Mas essa demanda requer mudanças sociais, principalmente na forma como a mídia se
relaciona com o público e vice-versa, e na maneira como as mídias interagem entre si, bem
como Jenkins (2009, p. 52) nos diz, estamos “numa era de longa transição e de transformação
no modo como os meios de comunicação operam” – a era da cultura da convergência.

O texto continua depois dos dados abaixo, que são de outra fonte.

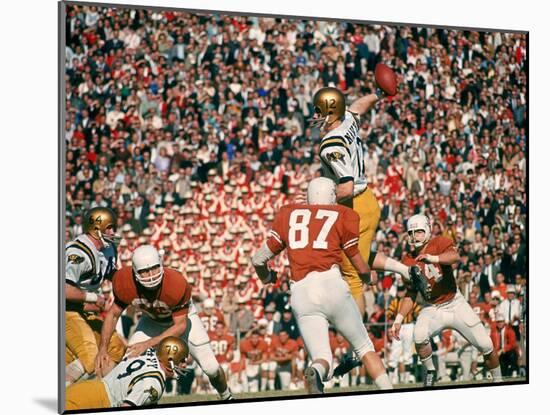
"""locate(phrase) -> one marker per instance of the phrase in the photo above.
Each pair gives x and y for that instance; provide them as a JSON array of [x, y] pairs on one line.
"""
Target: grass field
[[333, 391]]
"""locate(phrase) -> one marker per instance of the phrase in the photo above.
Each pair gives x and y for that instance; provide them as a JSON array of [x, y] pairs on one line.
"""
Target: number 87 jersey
[[315, 236]]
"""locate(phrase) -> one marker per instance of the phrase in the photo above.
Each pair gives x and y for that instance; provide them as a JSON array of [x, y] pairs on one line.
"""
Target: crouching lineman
[[446, 307], [136, 381], [315, 235], [89, 259], [164, 296]]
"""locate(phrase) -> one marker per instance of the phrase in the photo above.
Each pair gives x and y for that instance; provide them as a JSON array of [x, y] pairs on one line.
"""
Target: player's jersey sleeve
[[177, 292], [336, 155], [122, 287], [350, 231], [145, 389], [442, 244], [276, 236], [392, 309], [78, 263]]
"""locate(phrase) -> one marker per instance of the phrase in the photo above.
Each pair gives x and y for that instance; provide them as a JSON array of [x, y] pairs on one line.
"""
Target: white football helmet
[[144, 258], [321, 191], [418, 223]]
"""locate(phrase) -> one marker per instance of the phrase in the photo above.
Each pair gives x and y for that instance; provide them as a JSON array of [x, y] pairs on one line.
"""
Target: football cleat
[[429, 378], [420, 283], [346, 364], [314, 385]]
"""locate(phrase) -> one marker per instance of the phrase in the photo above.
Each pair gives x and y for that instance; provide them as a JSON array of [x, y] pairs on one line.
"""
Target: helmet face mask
[[321, 191], [416, 224], [330, 106], [147, 266], [100, 224]]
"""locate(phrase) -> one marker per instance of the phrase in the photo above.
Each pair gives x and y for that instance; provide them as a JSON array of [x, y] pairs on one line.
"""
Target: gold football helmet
[[96, 222], [172, 351], [330, 106]]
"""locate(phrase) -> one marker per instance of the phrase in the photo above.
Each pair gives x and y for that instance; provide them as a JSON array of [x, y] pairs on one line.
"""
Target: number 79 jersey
[[315, 236], [136, 381]]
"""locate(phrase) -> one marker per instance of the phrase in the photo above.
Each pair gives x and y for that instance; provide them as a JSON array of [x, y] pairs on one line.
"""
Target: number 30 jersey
[[439, 276], [315, 236], [136, 381], [341, 152]]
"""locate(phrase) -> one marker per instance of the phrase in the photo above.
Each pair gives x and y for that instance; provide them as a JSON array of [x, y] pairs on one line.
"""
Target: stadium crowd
[[193, 128]]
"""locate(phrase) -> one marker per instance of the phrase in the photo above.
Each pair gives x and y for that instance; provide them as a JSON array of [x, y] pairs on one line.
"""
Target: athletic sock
[[383, 382], [428, 363]]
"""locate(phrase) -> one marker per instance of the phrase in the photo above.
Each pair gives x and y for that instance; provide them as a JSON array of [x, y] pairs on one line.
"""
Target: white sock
[[320, 369], [497, 374], [383, 382], [392, 265], [225, 394], [428, 363]]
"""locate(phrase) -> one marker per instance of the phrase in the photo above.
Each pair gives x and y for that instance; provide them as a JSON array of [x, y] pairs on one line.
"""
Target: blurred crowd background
[[192, 127]]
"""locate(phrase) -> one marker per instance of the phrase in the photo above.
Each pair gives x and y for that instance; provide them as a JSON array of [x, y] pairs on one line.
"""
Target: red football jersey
[[440, 277], [221, 345], [171, 299], [254, 353], [210, 321], [315, 236]]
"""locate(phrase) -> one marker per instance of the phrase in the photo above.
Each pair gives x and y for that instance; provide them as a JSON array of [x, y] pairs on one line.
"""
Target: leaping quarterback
[[341, 152]]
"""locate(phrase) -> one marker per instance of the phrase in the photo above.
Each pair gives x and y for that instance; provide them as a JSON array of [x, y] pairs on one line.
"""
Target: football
[[386, 79]]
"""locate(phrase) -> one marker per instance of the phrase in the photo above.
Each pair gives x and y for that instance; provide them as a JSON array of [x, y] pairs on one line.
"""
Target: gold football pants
[[82, 338], [368, 209], [89, 394]]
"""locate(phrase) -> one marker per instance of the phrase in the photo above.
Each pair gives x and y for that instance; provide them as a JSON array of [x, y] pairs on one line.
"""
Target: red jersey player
[[446, 307], [315, 234], [164, 296]]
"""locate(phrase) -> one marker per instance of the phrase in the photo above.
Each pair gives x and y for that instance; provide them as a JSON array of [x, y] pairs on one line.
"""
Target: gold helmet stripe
[[155, 375], [86, 249]]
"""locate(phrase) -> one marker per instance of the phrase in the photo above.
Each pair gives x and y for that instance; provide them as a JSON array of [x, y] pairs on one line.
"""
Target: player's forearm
[[344, 191], [363, 104], [449, 258], [259, 261], [176, 330], [406, 307], [361, 266], [76, 295], [108, 327]]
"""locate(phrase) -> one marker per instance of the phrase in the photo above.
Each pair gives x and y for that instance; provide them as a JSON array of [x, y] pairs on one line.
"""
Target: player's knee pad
[[421, 335], [116, 349], [366, 347]]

O Jornalismo está aos poucos seguindo o rastro das mudanças que ocorrem na
sociedade, experimentando e adaptando-se à cultura da convergência, que requer uma
transformação de conteúdo, espaço e tempo. De conteúdo, porque cada vez mais a construção
dos acontecimentos jornalísticos terá a participação do público e das outras mídias; de espaço,
porque em qualquer ambiente, seja ele online ou não, teremos como produzir e consumir
acontecimentos jornalísticos, e de tempo, porque no ambiente da web, não existe mais o
deadline, o texto é atualizado minuto a minuto, ele passa a contar com a colaboração de
muitos atores, que mesmo através dos comentários podem atualizá-lo. O Jornalismo está
diante da continuidade e a construção dos acontecimentos jornalísticos em constante
transformação.
O Acontecimento Jornalístico Geisy Arruda – Uniban nos mostra o quanto a
participação do público foi importante tanto para a divulgação do Acontecimento (via vídeos),
quanto nas mídias sociais digitais para chamar a atenção das demais mídias (webjornalismo e
mídias tradicionais) ao Acontecimento, assim como em muitos outros momentos do fluxo. O
processo linear de produção da notícia (emissor – mensagem – receptor) não se sustenta mais.
O Jornalismo tem muito a aprender com as mídias sociais digitais, onde o consumo da
informação não é visto como o fim da cadeia, mas como um entre, um espaço dinâmico de
possibilidades de inovação e reconstrução.